Journey With a Lighter Heart

She was better than I dared hope, and her surprised reaction, her face breaking into a delighted smile when she saw me, was worth millions. I had brought three bottles of her favourite fruit juice, M&S’ Kale and Mango. It looks like water from a particularly scummy pond, but tastes like heaven.


By the time I left, shortly after four this afternoon, there was very little of the 750ml left in the first bottle. If you can drink a bottle a day I said, and she refrained from telling me I was being bossy, it should keep you hydrated and ward off UTIs. They are the things we have to watch out for, they’ll make you fall. And you feel dreadful, she added, showing me that what I told her was nothing she didn’t know already.


It was extremely difficult to broach the carer conversation. But about an hour before I left I managed it. I had been speaking to one of the community nursing team, repeating my fear that Aunt will develop pressure sores on her heels. She raised the subject of carers. I explained how Aunt and I had both been less than impressed by some of Mother’s carers. I gave examples. The nurse tutted and said she saw what I meant.

Anyway, I don’t need carers, said Aunt. Back to square one. Except this time I talked about her having carers to support Linda, carers who Linda could supervise in the first instance, so that they know where the boundaries are. Linda spends much of the time when she is not with Aunt worrying about her. It’s stressful to put it mildly. I reminded Aunt how she had spent all her time worrying about Mother when she was her primary carer, the toll it had taken on her. Aunt nodded and looked thoughtful. By having carers she could ease some of those anxieties for Linda.


We’ll see.


And I found the essential oil diffuser, so we spent the afternoon in a scented cloud of lavender. Another treasure was the electronic photo frame I gave her years ago. I had assumed it was broken, but when I plugged it in we saw pictures of Uncle Bill’s grandchildren, Aunt’s great nieces and nephews. A bit more rummaging and I found a whole collection of USBs Uncle Bill had sent her. I may have to put some of MasterB on a USB as well. She has lots of him on her tablet, but I shouldn’t like him to be eclipsed. Last night I missed the weight of him on my feet, which is where he likes to sleep, but he’ll have been happier at home, and anyway pets aren’t allowed on the coach.


It was definitely a journey worth making, and now i have discovered the joys of coach travel, it’s an option I may well choose again, though I am wondering if I could get the train to Cambridge and then pick up the coach from there. I might even be able to read my book instead of carrying it back and forth with only a few pages read before bed.


12 thoughts on “Journey With a Lighter Heart

  1. Excellent news. A very clever way of convincing her about the carers – that it will take pressure off Linda. That is the way forward, I’m sure. And it will relieve Linda (if they are half decent). Reassuring too that the nurse seemed to know what you meant, and disapprove when you mentioned the un-carers your mother had.
    So glad the trip went well, Isobel. Hope you slept ok in your re-organised room, too.
    Master B will be as overjoyed to see you as Aunt was!

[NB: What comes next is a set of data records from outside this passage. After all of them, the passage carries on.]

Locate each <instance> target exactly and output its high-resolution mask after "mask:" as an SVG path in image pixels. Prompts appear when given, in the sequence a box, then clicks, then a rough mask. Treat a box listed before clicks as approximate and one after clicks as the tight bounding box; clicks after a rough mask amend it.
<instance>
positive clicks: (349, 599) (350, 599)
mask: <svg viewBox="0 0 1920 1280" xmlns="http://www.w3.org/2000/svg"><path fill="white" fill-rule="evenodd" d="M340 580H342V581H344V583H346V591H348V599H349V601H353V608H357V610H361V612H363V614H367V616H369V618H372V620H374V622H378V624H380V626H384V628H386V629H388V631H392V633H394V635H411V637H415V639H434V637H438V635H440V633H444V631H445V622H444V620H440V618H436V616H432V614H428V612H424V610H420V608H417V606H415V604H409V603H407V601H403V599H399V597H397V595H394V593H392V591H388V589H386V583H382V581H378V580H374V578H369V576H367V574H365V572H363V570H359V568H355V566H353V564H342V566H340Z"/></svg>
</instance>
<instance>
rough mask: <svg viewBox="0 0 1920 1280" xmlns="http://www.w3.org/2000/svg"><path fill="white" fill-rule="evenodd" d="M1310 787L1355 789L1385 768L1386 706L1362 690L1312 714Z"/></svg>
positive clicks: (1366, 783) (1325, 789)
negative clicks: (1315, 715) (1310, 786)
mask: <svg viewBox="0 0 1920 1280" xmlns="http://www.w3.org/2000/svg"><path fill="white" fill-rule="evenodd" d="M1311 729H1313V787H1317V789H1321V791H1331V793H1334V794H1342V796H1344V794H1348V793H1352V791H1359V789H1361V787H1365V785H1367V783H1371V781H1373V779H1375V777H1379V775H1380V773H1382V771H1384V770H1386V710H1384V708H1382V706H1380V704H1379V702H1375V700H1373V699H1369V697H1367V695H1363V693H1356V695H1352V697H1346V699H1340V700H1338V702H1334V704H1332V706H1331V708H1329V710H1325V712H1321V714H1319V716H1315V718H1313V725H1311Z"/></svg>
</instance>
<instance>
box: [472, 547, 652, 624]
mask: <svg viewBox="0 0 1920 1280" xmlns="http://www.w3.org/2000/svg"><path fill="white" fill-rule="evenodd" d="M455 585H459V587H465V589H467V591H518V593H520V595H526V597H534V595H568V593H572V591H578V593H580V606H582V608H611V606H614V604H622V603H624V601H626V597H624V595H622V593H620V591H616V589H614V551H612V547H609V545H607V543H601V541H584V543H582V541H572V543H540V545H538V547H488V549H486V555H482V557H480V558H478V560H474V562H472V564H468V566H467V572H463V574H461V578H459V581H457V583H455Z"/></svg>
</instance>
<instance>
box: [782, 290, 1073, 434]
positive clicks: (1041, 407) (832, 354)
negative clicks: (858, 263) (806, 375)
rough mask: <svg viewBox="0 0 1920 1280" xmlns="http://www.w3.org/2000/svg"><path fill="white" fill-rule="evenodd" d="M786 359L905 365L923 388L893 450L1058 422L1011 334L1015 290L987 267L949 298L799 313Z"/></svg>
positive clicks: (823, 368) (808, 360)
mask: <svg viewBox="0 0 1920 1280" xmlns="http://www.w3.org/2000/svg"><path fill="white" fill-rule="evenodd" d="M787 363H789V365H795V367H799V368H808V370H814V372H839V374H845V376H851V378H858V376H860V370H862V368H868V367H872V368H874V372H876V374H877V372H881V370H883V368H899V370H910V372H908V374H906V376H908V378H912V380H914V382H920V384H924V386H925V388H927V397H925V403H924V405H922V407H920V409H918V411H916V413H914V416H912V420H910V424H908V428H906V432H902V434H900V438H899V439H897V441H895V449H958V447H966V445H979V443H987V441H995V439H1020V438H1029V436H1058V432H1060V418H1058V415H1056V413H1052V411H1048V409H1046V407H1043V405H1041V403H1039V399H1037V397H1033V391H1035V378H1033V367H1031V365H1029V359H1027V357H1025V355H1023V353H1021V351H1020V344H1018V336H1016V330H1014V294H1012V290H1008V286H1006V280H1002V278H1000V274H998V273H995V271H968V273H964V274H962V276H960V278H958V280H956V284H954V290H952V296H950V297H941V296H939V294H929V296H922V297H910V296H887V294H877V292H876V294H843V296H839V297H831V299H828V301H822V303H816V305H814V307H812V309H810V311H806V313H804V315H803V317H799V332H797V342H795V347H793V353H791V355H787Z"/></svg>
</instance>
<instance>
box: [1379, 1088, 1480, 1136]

    • If they aren’t half decent – and we aren’t yet at the point where she will accept them – we are stuffed.

      I spoke again to the specialist nurse who was pleased to hear aunt was so well, and more than slightly stunned that I had been sent out to buy wafer thin ham. I get the impression that although she is a headache because she won’t accept help and keeps shoving them away, they are all rather proud of her and her strong survival instinct. The SN said she was amazed Aunt had lasted so long. My next post, with pictures, will be She Ain’t Dead Yet.
      The taxi can stay at the rank!

  2. Yes, a lighter heart. Loved how you worked out/worked in the carer issue. Thinking about you and hope you are home with MasterB. I can see her smile… bet she was over the moon to see you.

    • She was flatteringly pleased. As was MasterB when I got home.
      Pray to all the gods at once about the carer issue. It’s going to be a delicate procedure…

      I may post a picture of her tonight.

      • I will pray to all the gods. CH and I are getting ready to go out to eat for our anniversary. I will look forward to seeing a picture when we return home if you decide to post a picture. xx

  3. Well done, Isobel, for handling the carer situation with subtlety and tact. Hope Aunt thinks seriously about it and takes some action. So nice that you had a lovely, positive visit and enjoyed the coach trip.

    • Well it had the advantage of being true. Aunt was so stressed the last months when Mother was living in her bungalow.Every time she heard an ambulance she thought it was because Mother had set off with her walking frame and been knocked down.

      Linda is now exhibiting physical symptoms of stress, so we need to do something. But by tomorrow, Aunt may have forgotten or completely changed her mind…

      I wish I hadn’t bothered to take a book. I took two, wrongly imagining that I would wile away the coach rides reading, but they were in darkness, so I posted blogs instead!